A former St Andrews University student is suing a man cleared of raping her for £100,000 in a landmark case.
In 2015, Stephen Coxen from Bury in Lancashire walked free from the High Court in Livingston after a jury delivered a not proven verdict.
Coxen had denied raping a woman at her flat after walking her home from the Lizard Lounge nightclub during freshers’ week.
But the 23-year-old is now being sued by his accuser, a former student known as Miss M, who has been granted legal aid to pursue a civil case, which will be heard at Edinburgh Sheriff Court in March.
St Andrews University said its principal Sally Mapstone had met Miss M to discuss the case.
A spokesman for the university said: “We have offered Miss M practical and pastoral support while she pursues a difficult case which has a major bearing on her general wellbeing and her future.”
Rape Crisis Scotland described the case as “significant”.
It is only the second time civil action has been taken against an alleged rapist in Scotland and the first after a case has been heard in court.

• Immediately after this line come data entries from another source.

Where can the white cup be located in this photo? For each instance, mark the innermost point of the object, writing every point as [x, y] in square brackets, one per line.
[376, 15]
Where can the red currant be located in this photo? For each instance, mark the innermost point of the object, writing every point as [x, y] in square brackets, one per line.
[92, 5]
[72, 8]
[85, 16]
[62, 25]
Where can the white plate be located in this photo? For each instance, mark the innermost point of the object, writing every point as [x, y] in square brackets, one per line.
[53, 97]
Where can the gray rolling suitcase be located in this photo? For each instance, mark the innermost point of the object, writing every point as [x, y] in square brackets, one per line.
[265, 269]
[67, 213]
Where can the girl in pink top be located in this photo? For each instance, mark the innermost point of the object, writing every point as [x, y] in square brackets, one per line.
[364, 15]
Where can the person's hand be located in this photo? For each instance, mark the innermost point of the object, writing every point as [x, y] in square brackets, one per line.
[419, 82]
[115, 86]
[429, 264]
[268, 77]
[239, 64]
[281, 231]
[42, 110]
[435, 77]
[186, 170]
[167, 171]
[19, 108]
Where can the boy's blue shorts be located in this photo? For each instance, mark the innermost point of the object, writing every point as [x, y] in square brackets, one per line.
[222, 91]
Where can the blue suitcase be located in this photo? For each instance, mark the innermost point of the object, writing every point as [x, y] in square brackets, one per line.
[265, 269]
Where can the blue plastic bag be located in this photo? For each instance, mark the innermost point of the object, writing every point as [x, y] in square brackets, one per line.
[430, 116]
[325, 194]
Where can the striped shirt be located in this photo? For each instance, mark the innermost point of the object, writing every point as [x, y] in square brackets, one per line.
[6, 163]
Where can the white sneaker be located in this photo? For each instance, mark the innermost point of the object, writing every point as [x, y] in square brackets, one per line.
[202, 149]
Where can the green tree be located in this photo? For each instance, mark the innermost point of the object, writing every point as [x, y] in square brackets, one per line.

Last year, a judge ruled that ex-Scotland striker David Goodwillie and former Dundee United footballer David Robertson had raped a woman and ordered them to pay her £100,000 in damages after she took civil action.
The footballers had avoided a criminal trial because the Crown never brought charges against them. They later launched an unsuccessful appeal against the ruling.

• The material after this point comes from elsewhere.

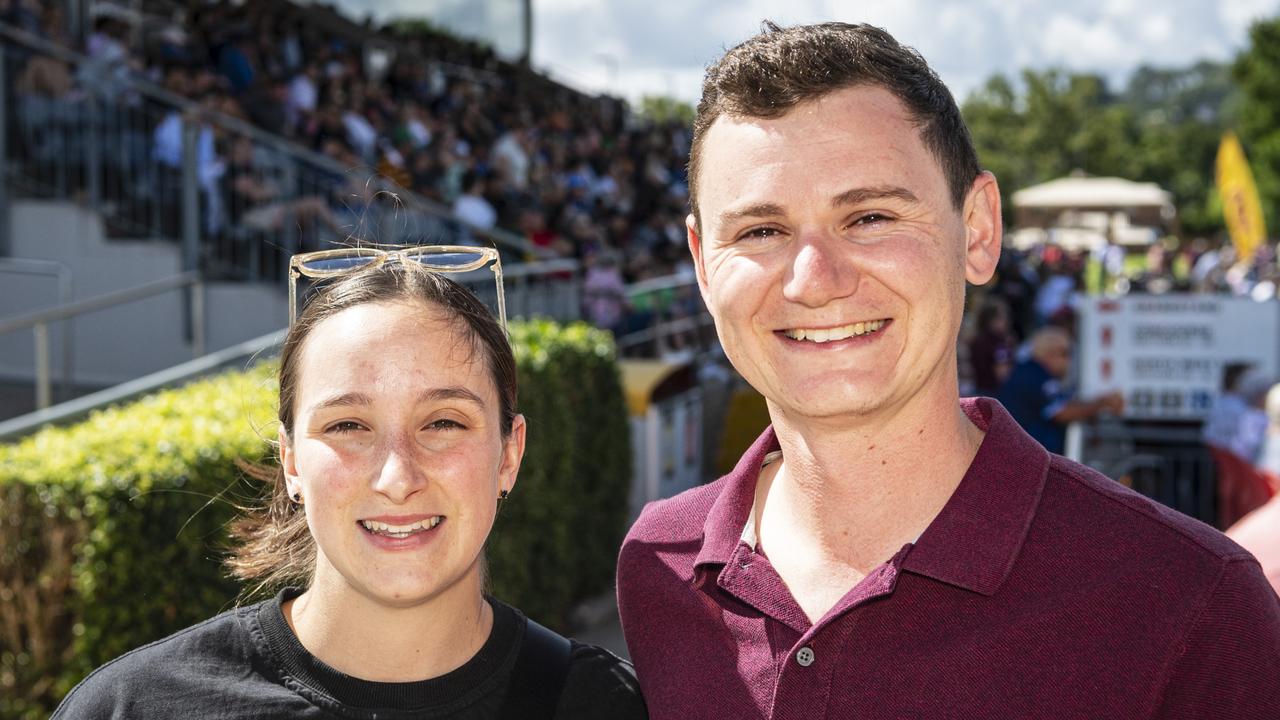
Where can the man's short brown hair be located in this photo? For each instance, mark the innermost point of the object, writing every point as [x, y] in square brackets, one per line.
[777, 69]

The high profile case saw their victim Denise Clair waive her right to anonymity to speak out about how she had been let down by the criminal justice system.
Sandy Brindlay, chief executive of Rape Crisis Scotland, said: “This is the second civil case in living memory but the first one which has actually gone to court.
“It’s a really significant case.
“I think it remains the case, and I know the people we speak to say this, that rape victims feel let down by the criminal justice system.
“People are turning to the civil system because they have been let down by the criminal system. I don’t think it would be anybody’s first choice.
“At least it’s another option because in my experience coming to terms with not getting justice can be one of the most difficult things after being raped.
“It’s another option but it’s not an easy option.”